Kepala Biro Penerangan Masyarakat (Karo Penmas) Divisi Humas Polri Brigjen Pol Ahmad Ramadhan mulai melakukan antisipasi terhadap maraknya akun palsu yang beredar di media sosial (medsos) menjelang Pemilihan Umum (Pemilu) 2024.


CARAPANDANG - Kepala Biro Penerangan Masyarakat (Karo Penmas) Divisi Humas Polri Brigjen Pol Ahmad Ramadhan mulai melakukan antisipasi terhadap maraknya akun palsu yang beredar di media sosial (medsos) menjelang Pemilihan Umum (Pemilu) 2024.

Hal ini berkaca pada pengalaman Pemilu 2019 di mana akun-akun anonim tersebut sering kali melakukan ujaran kebencian hingga Suku, Agama, Ras dan Antaragolongan (SARA).

Meski begitu, ia memastikan bahwa para pemilik akun palsu itu tetap dapat ditangkap, karena pihaknya memiliki patroli siber yang mengawasi seluruh medsos.

"Ini barangkali (ada oknum), pakai akun palsu, kalau di jalan ada patroli siber (Polri). Jangan mencoba mau fitnah pakai akun palsu, tertangkap, jadi jangan merasa pakai akun palsu," ujar Ramadhan dalam acara Gerakan Cerdas Memilih di Auditorium Abdul Rahman Saleh LPP RRI Jakarta, Rabu.

Untuk itu, dirinya mengingatkan agar masyarakat dapat menggunakan medsos secara bijaksana selama Pemilu 2024 berlangsung. Jangan mudah termakan informasi hoaks atau bohong yang disebarkan oleh akun-akun palsu tersebut.

"Agar tak terjerat hukum, sarana media pilihlah dengan cerdas tanpa menjelek-jelekan. Jangan memfitnah, jangan mengadu domba," katanya.

Di sisi lain, Polri juga mengkhawatirkan apabila terjadi isu SARA di pesta demokrasi lima tahunan itu. Sebab, prosesnya penyelesaiannya panjang, terlebih juga bersinggungan dengan hukum.

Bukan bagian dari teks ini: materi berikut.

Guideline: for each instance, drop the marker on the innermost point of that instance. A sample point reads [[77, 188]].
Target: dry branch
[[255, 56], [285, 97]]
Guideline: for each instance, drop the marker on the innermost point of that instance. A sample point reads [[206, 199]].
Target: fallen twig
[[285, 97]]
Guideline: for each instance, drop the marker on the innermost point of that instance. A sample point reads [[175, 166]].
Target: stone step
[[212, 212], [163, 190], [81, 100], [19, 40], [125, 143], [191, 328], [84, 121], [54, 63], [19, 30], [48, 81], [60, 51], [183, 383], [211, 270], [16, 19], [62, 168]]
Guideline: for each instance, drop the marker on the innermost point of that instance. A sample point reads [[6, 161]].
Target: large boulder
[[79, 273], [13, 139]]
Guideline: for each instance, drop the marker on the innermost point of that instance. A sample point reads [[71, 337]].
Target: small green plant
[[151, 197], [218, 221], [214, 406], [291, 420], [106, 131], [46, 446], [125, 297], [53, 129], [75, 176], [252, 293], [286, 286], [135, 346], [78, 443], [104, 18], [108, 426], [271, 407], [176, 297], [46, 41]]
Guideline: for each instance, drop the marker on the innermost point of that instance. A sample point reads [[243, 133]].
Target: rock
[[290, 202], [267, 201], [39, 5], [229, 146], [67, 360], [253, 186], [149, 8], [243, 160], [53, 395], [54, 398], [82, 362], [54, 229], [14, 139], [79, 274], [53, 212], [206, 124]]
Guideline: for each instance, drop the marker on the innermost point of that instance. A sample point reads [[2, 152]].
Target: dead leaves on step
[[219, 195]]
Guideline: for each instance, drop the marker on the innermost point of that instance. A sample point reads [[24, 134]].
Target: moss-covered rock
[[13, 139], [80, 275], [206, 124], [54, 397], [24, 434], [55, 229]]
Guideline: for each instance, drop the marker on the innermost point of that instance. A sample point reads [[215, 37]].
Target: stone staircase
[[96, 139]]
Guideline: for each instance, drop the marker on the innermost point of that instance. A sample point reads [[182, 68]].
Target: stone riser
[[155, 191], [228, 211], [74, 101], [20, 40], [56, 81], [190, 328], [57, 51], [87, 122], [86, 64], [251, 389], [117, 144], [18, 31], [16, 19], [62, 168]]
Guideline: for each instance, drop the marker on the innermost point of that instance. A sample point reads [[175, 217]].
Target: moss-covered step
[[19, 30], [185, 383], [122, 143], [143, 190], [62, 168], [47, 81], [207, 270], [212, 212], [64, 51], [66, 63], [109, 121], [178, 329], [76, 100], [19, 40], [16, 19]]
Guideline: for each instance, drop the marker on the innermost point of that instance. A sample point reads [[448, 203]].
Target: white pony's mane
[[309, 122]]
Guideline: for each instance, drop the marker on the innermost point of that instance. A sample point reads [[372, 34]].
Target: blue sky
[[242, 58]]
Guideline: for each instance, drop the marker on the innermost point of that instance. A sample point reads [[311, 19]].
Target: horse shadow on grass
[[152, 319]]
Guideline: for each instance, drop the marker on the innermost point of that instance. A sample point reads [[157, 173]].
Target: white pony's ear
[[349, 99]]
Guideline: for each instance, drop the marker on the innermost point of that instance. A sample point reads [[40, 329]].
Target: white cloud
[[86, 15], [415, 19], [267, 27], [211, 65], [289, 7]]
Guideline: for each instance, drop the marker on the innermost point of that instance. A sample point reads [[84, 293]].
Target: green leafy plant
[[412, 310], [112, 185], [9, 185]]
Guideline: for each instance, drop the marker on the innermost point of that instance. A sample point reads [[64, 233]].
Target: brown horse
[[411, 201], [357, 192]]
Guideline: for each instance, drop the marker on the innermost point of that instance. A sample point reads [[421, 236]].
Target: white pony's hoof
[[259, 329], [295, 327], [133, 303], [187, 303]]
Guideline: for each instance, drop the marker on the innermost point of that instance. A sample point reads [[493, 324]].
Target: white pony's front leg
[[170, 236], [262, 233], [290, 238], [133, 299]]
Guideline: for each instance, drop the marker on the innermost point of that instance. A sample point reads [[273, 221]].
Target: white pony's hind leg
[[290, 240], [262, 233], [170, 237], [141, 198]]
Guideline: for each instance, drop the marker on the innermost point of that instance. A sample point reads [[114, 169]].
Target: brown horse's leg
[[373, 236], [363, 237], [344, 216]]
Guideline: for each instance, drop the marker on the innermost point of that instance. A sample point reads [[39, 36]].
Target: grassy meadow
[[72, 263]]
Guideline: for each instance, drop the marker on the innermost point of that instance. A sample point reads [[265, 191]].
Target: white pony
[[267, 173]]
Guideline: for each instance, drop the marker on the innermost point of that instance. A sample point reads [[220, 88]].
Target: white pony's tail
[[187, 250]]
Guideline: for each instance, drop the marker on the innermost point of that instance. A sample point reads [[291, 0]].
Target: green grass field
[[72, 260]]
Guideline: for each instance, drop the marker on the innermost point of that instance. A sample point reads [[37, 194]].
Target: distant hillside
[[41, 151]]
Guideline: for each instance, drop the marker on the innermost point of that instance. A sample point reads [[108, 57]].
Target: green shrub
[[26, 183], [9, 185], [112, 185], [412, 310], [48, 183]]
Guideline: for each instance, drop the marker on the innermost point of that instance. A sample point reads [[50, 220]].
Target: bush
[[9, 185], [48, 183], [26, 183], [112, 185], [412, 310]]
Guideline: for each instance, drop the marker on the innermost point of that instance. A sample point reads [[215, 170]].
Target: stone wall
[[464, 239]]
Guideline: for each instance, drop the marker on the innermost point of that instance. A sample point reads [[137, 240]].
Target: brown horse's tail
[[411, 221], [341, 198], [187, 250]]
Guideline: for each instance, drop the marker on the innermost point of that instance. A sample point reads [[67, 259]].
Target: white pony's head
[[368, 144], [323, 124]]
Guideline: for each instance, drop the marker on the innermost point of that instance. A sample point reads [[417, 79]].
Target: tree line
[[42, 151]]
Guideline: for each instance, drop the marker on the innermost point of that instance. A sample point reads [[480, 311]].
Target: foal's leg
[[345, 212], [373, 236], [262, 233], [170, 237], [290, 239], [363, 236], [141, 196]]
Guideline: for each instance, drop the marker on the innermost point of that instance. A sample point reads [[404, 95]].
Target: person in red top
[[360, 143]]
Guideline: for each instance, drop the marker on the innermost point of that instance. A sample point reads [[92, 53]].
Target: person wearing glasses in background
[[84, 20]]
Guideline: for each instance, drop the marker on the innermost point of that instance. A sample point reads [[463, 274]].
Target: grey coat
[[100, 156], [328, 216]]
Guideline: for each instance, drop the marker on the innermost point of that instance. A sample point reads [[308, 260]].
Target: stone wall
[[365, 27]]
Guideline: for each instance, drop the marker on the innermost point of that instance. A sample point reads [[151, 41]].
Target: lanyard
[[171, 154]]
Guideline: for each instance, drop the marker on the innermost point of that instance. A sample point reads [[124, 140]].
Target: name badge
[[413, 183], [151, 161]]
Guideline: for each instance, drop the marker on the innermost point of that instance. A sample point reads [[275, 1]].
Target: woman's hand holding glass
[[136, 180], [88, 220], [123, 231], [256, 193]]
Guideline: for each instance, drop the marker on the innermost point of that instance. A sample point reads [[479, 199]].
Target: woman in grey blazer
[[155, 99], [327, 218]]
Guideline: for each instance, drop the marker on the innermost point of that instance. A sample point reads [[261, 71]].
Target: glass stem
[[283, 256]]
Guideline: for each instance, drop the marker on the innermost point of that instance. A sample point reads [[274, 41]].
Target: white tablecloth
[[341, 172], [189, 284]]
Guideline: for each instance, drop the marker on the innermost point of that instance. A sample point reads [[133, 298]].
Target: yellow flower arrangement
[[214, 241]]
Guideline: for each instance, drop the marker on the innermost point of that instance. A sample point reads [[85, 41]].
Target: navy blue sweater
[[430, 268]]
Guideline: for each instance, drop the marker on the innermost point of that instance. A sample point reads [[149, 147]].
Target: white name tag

"Misal (masalah) pribadi, bisa dilakukan restorative justice, bisa diselesaikan tanpa proses hukum. Kalau mengandung kebencian terhadap salah satu suku, SARA, itu tidak bisa ditoleransi lagi," jelas Ramadhan.

Sebelumnya, Direktur Eksekutif The Indonesian Institute (TII) Adinda Tenriangke Muchtar menilai kampanye di media sosial (medsos) sangat penting diatur untuk menangkal penyebaran hoaks khususnya jelang pelaksanaan Pemilu 2024.

"Penelitian kami menemukan masih adanya kelemahan aturan kampanye di media sosial saat ini. Aturan yang ada masih belum spesifik dan rinci tentang kampanye di media sosial," kata Adinda dalam keterangannya di Jakarta, Kamis (25/5).

Adinda menjelaskan pengaturan kampanye di medsos tersebut berkaca pada Pemilu 2019 yang tingginya angka penyebaran hoaks di media sosial.

"Bahkan saat ini konten hoaks media sosial pada Pemilu 2019 diputar kembali jelang Pemilu 2024," ujarnya.

Dia mengatakan pada aspek regulasi, masih adanya perbedaan persepsi antara KPU dan Bawaslu dalam melihat definisi kampanye, definisi media sosial hingga perbedaan dalam mengatur akun kampanye di media sosial.

Menurut dia, dalam penelitian TII menunjukkan bahwa masih ada persoalan sumber daya manusia dalam pengaturan dan pengawasan akun media sosial peserta pemilu.